Recession-proof: You want flexibility. Live below your means. Don’t sign up for new debt.

by tomatuvm

It’s easy to get into the budgeting via monthly budget way. But you gotta remember what happens if it all goes away.

For example, let’s say your loan payment is $1000/mo. And you get a job taking home $5000/mo. It’s easy to say “oh, I can afford a $500/mo car, a $2000/mo apartment, $1000 on food and partying, $500 on savings/miscellaneous”. But then if you lose your job, you don’t have much you can cut back on. If you can cut your savings and food/partying down, you still need to come up with $4000/mo to just get by. And if it happens 6 months into your job, you’ll only have $3000 saved, at most. You won’t even make it a month, and might be forced to take jobs or side gigs you don’t want to take.

But if your car is paid for in cash, you split an apartment with 4 people and only pay $500/mo, keep your food/partying budget to $500, and shove the rest towards savings, if you lose your job in 6 months you’ll have saved $18,000 and only have like $2000 in bills you need to hit every month. You’ll be able to go 9 months without worrying.

Having that flexibility will allow you to take time finding better jobs, move across the country if a new opportunity arises, take classes while unemployed, etc, etc, etc.
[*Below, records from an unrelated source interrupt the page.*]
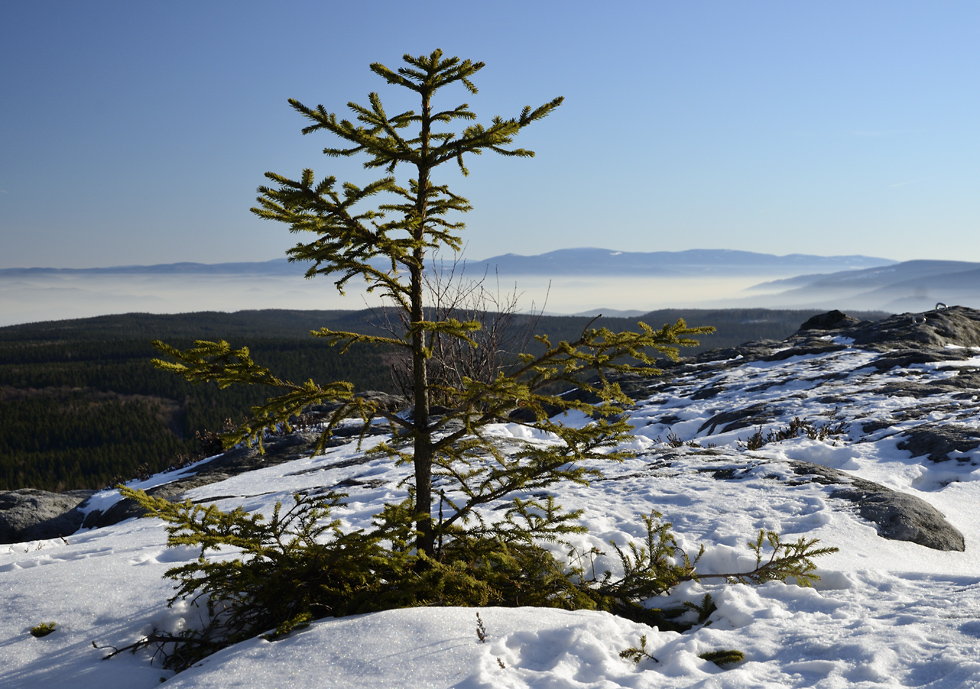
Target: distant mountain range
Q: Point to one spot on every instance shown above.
(563, 262)
(714, 262)
(583, 280)
(897, 288)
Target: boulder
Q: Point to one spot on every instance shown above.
(897, 516)
(34, 515)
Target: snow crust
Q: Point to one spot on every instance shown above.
(885, 613)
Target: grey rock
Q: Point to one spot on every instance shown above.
(897, 516)
(832, 320)
(937, 440)
(32, 515)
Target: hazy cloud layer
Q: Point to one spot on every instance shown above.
(63, 296)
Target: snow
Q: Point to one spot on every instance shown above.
(884, 614)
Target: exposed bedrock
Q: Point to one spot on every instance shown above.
(897, 516)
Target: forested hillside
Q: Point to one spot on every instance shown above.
(81, 406)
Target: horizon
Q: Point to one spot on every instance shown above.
(137, 134)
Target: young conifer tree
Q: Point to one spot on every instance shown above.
(386, 245)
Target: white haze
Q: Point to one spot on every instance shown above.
(58, 296)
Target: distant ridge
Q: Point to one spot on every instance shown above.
(581, 261)
(908, 286)
(718, 262)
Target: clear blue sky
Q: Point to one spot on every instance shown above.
(137, 132)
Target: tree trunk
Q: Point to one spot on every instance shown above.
(423, 439)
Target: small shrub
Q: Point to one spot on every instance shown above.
(43, 629)
(796, 428)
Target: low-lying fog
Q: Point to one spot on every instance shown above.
(45, 297)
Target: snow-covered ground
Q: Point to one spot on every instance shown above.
(885, 614)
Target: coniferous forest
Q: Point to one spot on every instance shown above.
(81, 405)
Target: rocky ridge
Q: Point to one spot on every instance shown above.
(911, 380)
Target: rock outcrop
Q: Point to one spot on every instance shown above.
(33, 515)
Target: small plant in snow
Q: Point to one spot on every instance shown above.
(43, 629)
Also, others will say max your student loan payments each month. If your interest rates are low enough, you could consider shoving as much money into a student loan and emergency account instead. If you have an emergency, you can use it. If you don’t, you can push it all towards your student loans at the end of the year. It may cost you a bit in interest, but the flexibility will be priceless if you ever need it.